The LCH is a 5.8 tonne helicopter that can carry a maximum payload of around 500 kg. It is powered by two Safran Ardiden 1H1/Shakti turboshaft engines that enable it to attain a company stated operational range of 550 km and a service ceiling of 6,500 m. T
The helicopter is equipped with a sensor and electronic protection suite supplied by Saab, which includes a radar as well as laser and missile warning systems. An indigenously developed integrated avionics and display system enables its crew to conduct day-and-night combat operations in almost any weather conditions.
It is understood to be be armed with a turret-mounted Nexter 20 mm main gun, Thales 70 mm rockets, MBDA Mistral ATAM air defence missiles, as well as the locally developed Helina anti-tank guided missile (ATGM) which is the air-launched version of the land-based Nag ATGM.
“The LCH is a potent weapon platform because of its state-of-the-art systems and highly accurate weapons that are capable of hitting any type of target by day or night,” HAL earlier stated.
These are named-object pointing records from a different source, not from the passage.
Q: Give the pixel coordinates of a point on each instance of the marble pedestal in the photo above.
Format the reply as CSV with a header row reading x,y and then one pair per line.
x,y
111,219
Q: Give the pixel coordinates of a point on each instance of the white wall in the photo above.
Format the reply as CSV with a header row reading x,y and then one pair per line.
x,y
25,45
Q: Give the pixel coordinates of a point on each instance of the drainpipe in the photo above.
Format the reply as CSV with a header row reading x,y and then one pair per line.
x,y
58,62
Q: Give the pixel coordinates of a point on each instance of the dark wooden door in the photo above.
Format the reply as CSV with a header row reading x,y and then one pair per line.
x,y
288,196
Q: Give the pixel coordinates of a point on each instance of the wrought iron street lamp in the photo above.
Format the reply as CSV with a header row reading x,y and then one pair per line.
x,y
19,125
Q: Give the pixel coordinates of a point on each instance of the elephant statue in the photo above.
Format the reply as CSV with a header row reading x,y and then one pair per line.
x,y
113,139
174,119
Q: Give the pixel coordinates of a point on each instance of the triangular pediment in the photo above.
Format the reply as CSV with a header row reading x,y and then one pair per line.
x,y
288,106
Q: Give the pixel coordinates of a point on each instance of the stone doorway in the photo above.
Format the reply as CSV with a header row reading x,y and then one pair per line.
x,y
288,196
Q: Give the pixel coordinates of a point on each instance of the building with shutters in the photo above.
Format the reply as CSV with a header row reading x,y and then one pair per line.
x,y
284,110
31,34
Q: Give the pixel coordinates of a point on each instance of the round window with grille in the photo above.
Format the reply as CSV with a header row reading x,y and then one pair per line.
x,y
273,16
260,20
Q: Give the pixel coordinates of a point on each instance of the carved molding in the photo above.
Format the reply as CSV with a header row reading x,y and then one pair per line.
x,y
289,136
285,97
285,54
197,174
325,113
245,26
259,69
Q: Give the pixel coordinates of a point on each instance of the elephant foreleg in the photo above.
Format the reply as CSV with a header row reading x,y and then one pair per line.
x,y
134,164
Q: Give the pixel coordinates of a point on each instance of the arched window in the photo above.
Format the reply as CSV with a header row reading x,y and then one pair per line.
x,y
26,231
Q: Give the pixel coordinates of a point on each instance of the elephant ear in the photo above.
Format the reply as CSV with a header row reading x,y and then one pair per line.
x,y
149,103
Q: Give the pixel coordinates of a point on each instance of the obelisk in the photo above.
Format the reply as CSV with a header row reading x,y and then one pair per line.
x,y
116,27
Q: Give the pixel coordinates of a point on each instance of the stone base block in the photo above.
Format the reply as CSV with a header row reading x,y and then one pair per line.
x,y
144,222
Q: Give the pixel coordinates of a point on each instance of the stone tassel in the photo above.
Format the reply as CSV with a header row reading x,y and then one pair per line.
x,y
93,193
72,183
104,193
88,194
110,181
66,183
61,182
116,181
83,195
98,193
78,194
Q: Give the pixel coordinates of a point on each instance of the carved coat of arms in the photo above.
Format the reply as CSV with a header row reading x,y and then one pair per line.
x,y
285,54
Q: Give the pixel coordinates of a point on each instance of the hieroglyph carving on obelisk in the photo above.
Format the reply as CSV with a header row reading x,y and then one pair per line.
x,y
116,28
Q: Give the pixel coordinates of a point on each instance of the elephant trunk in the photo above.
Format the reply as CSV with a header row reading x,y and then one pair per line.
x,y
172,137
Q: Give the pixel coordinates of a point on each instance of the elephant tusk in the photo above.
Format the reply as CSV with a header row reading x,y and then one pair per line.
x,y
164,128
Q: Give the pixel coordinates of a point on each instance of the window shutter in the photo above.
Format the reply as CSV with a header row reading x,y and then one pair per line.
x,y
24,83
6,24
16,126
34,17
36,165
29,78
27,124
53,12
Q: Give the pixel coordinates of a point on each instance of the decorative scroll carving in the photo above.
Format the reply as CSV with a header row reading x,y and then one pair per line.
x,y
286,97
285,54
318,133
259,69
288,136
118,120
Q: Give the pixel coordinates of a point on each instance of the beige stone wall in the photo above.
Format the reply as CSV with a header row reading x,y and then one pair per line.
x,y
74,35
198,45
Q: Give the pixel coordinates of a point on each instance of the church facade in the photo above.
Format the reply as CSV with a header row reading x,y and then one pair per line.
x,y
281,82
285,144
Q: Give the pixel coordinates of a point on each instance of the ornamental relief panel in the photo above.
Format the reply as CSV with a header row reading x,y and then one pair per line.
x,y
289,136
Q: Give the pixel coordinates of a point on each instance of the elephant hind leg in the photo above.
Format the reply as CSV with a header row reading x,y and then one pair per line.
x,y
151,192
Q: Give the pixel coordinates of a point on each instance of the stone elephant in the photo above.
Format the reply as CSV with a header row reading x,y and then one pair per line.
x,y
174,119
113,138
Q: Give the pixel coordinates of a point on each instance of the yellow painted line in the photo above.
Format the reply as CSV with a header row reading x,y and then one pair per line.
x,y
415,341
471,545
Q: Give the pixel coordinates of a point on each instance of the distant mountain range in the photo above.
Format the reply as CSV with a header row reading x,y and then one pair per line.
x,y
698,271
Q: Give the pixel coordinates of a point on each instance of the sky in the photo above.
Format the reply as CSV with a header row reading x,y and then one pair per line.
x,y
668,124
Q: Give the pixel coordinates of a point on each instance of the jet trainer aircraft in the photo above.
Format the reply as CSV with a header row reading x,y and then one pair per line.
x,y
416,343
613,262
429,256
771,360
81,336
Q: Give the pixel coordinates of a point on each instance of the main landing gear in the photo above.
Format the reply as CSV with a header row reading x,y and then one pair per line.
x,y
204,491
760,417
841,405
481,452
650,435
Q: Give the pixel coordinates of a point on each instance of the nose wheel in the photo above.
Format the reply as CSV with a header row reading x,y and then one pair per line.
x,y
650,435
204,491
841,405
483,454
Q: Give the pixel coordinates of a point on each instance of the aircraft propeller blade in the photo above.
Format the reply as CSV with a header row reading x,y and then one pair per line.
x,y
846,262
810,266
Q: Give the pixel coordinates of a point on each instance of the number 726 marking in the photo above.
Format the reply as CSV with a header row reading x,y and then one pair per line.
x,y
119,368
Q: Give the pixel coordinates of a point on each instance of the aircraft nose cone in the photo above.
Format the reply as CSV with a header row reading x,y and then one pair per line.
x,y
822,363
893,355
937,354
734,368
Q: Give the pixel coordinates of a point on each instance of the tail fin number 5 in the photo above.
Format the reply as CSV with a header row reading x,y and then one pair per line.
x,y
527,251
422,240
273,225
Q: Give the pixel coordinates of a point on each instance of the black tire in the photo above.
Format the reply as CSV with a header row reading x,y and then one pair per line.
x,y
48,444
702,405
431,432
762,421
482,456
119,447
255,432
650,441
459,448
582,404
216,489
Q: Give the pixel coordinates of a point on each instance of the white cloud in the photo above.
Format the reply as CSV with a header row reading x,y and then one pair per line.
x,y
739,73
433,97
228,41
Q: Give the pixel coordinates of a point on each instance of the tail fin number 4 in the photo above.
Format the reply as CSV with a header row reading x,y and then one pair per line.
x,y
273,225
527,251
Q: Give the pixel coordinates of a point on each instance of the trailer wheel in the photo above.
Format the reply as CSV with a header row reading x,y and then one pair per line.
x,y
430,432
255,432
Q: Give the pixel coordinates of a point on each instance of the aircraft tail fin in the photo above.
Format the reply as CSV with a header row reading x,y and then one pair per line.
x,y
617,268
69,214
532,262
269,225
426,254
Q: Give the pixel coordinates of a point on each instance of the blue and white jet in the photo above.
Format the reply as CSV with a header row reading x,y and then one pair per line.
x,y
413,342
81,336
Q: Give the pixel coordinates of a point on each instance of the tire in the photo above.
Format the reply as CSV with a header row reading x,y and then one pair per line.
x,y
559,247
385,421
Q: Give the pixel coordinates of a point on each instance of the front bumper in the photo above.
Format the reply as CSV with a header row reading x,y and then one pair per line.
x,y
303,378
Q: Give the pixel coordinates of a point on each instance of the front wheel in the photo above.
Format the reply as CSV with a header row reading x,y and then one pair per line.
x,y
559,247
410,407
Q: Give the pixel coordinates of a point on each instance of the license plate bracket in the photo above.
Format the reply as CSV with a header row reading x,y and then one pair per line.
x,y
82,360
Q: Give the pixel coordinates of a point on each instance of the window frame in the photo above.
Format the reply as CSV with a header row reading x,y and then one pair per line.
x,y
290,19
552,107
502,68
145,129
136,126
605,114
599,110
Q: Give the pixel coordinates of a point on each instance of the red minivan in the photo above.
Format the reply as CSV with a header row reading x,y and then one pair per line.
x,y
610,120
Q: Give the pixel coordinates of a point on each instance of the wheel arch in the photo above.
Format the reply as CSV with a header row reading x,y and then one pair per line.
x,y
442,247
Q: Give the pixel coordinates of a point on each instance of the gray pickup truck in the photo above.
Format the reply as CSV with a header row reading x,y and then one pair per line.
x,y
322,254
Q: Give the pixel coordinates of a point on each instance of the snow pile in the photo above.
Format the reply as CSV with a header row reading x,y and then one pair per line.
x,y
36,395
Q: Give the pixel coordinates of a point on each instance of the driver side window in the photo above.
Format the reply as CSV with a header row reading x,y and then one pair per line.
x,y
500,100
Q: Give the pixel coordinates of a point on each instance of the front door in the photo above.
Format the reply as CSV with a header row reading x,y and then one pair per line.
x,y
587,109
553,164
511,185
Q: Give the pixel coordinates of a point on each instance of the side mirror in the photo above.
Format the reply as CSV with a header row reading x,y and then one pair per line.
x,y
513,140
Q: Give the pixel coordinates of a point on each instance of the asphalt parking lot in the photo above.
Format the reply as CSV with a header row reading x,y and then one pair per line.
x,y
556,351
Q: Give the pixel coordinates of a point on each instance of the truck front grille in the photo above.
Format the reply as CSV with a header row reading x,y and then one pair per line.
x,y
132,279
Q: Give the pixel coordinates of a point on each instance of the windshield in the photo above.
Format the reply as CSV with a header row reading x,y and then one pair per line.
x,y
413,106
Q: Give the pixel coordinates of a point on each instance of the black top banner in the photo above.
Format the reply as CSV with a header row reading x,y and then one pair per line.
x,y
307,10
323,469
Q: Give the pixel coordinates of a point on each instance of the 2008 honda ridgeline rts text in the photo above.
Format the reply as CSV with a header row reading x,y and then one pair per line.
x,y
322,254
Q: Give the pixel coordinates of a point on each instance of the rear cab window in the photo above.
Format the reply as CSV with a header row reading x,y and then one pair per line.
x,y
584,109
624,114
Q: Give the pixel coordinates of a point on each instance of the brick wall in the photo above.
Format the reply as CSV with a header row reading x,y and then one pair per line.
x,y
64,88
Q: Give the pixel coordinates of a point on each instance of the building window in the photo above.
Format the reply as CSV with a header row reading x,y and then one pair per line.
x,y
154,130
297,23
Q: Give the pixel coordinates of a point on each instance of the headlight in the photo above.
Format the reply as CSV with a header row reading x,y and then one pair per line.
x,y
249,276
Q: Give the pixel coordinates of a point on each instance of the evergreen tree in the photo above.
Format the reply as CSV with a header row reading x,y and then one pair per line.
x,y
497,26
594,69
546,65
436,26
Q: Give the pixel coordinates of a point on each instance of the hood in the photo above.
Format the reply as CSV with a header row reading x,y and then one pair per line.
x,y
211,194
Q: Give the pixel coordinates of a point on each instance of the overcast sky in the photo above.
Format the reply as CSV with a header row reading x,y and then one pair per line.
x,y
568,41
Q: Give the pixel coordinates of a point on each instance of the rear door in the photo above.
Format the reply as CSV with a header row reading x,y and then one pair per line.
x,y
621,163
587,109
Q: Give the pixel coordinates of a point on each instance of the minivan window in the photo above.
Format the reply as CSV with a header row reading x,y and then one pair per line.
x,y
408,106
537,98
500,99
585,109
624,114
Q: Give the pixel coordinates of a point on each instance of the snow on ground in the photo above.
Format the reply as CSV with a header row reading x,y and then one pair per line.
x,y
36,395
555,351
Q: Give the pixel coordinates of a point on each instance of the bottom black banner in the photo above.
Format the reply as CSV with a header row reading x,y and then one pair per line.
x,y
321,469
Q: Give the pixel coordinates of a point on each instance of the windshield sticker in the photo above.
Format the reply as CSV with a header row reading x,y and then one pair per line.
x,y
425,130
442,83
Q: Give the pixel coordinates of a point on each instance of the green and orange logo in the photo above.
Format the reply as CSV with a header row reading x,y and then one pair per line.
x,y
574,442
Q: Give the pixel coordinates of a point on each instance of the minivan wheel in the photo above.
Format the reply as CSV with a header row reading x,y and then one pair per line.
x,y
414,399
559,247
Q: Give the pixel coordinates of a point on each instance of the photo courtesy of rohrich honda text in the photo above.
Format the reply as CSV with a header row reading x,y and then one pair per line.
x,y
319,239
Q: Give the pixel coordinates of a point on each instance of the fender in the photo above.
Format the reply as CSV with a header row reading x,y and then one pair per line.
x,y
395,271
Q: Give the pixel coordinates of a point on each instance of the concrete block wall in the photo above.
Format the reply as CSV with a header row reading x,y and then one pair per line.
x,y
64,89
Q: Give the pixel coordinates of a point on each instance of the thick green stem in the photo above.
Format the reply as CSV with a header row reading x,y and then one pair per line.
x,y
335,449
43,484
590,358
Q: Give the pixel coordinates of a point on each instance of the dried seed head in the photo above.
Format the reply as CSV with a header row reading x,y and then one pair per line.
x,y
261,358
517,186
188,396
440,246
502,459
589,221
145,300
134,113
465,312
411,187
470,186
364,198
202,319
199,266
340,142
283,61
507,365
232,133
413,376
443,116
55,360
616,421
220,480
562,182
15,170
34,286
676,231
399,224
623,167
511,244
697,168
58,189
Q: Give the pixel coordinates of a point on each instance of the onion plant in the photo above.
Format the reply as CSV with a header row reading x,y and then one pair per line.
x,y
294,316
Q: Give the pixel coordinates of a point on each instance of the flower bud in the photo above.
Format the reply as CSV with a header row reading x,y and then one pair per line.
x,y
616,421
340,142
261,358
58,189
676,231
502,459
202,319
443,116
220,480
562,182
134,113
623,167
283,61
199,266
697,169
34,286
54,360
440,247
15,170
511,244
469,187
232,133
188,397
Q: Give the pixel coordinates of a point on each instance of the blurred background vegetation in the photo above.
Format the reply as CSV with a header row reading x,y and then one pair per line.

“The other features of LCH include its ability to operate in the complete ‘Area of Responsibility’ (AOR) and altitudes,” it added. “It has capability to carry adequate weapon load at high altitudes under varied conditions. All these characteristics make it most suitable for hot and high-altitude operations.”
The company inaugurated a new and dedicated assembly line for the LCH at its Bangalore-based Helicopter Complex on in February 2020 to build an initial batch of 15 helicopters, with 10 earmarked for the IAF and the remainder for the Indian Army’s Aviation Corps. Both services are expected to acquire up to 160 LCHs in total.